Una hembra de “leke leke” patrulla su porción de pastizales en busca de pequeños invertebrados. Estas aves se reúnen en grupos pequeños, y se pueden ver sobre todo entre marzo y mayo, a fines de la época de lluvias. En La Cumbre, los machos suelen verse solos, a poca distancia de los grupos de hembras.
Bofedales (un tipo de humedales nativos) y pastizales adornan las laderas rocosas de Los Andes, por encima de los 5000 metros del altura.
Un macho de “leke leke” vigila a cierta distancia un grupo de hembras. Varias veces se levanta de entre los pastos y permanece inmóvil unos segundos, antes de volver a su rutina de escarbar por alimento en el suelo.

Antes una zona predilecta para los cazadores de la ciudad de La Paz, hoy una pequeña área protegida en pleno proceso de recuperación, La Cumbre es uno de los sitios accesibles más interesantes para contactar una parte de la fauna altoandina más carismática. Con énfasis en la gran cantidad de aves que actualmente anidan en las varias lagunas de deshielo, típicas de la Cordillera Oriental, esta zona es un verdadero refugio para muchas especies que han escapado de la presión de los pobladores locales.

Un macho de perdiz agachona voltea ligeramente la cabeza para observar si no hay depredadores en el cielo, o si las gaviotas no se acercan demasiado como para resultar una molestia. Las agachonas confían plenamente en su camuflaje, y prefieren mantenerse inmóviles a escapar.
La agachona hembra es más grande, más gris y más confiada que el macho. A menudo uno la ve primero por que es la que se mueve para buscar nuevos sitios para alimentarse.

La Cumbre también se ha convertido con el tiempo en un centro de peregrinaje para los practicantes de las religiones ancestrales y turistas interesados. Es el sitio desde donde parten varias decenas de miles de bicicletas que recorren cada año el Camino de la Muerte a Coroico. También es el sitio de descanso para un sinnúmero de pequeños transportistas y sus pasajeros, todo sin contar los cientos y cientos de paceños que nos reunimos espontáneamente en las faldas de sus montañas cada vez que cae una buena nevada. Es previsible que estas actividades también tengan un efecto sobre los campos. La basura ha llegado hasta a los arroyos menos accesibles, y donde se mire hay algún rastro de plástico traído por el viento.
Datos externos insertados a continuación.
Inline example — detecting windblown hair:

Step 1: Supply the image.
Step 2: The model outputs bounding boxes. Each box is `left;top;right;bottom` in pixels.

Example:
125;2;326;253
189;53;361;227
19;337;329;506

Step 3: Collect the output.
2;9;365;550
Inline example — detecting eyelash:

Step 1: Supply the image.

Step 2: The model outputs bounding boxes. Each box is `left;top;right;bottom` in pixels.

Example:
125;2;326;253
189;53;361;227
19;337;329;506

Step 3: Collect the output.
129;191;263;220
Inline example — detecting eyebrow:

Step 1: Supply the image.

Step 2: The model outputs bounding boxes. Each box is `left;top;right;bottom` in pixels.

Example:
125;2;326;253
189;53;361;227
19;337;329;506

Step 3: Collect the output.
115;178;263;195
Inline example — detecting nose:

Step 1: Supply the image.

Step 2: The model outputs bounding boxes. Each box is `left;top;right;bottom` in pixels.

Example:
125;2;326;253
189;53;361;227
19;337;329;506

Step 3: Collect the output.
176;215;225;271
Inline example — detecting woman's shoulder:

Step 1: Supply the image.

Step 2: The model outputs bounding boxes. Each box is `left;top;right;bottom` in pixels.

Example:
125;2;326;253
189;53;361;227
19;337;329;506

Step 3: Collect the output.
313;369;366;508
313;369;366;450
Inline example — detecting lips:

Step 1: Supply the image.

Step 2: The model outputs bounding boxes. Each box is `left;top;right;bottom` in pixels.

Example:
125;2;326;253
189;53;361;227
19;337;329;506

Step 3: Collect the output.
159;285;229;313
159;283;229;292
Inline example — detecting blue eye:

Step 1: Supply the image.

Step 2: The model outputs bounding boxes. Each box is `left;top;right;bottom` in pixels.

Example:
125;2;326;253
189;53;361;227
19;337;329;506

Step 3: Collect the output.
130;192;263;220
Pero los cazadores hace tiempo que se fueron, o al menos han dejado de tener una influencia fuerte en el ecosistema. La Cumbre es un ejemplo de que simplemente dejándoles de matar, la mayor parte de la fauna puede prosperar, incluso a pesar de otras formas de mala influencia humana.

La choka gigante (Fulica gigantea) fue exterminada de la región, y hasta hace relativamente poco, sólo se conocían parejas reproductivas en el extremo oeste del país. Hace unos años que en La Cumbre se instalaron unas pocas, que se las puede encontrar con un poco de paciencia, cerca de la orilla de las lagunas, y siempre a una distancia muy prudente de los curiosos.
Las Huallatas o gansos andinos, son las reinas de las lagunas de La Cumbre. Han perdido bastante de su temor natural al hombre, y ahora aceptan compartir sus laderas con miles de turistas cada año.
Las huallatas casi siempre se encuentran en parejas, peinando las orillas de las lagunas o en las laderas cercanas. Al final de la época de lluvias sin embargo, se juntan pequeños grupos, con los juveniles que nacieron durante el último año.

La Cumbre se encuentra a apenas una hora desde la ciudad de La Paz, sobre el camino que conduce a Yungas. La carretera atraviesa uno de los pasos de mayor altitud del país, nada menos que 4600 metros de altura. A partir de aquí, hay un puesto de guardaparques, y se pueden realizar caminatas por una gran cantidad de pequeños senderos que llegan a todas las lagunas y a varios picos menores. Eso sí, si decides ir por ahí, camina lento e inspira fuerte, que terminarás haciendo trekking dos mil metros por encima que cualquier pico europeo… y lleva una buena bolsa de basura.

Las lagunas son por supuesto, el mayor atractivo de La Cumbre. Pequeños reservorios de agua que viene directamente del deshielo de los glaciares que aun cubren las cimas rocosas, pero que al igual que en toda América Tropical, han decrecido alarmantemente en los últimos años.
Debajo de las nubes, las humildes quebradas que dan forma a los enormes ríos amazónicos.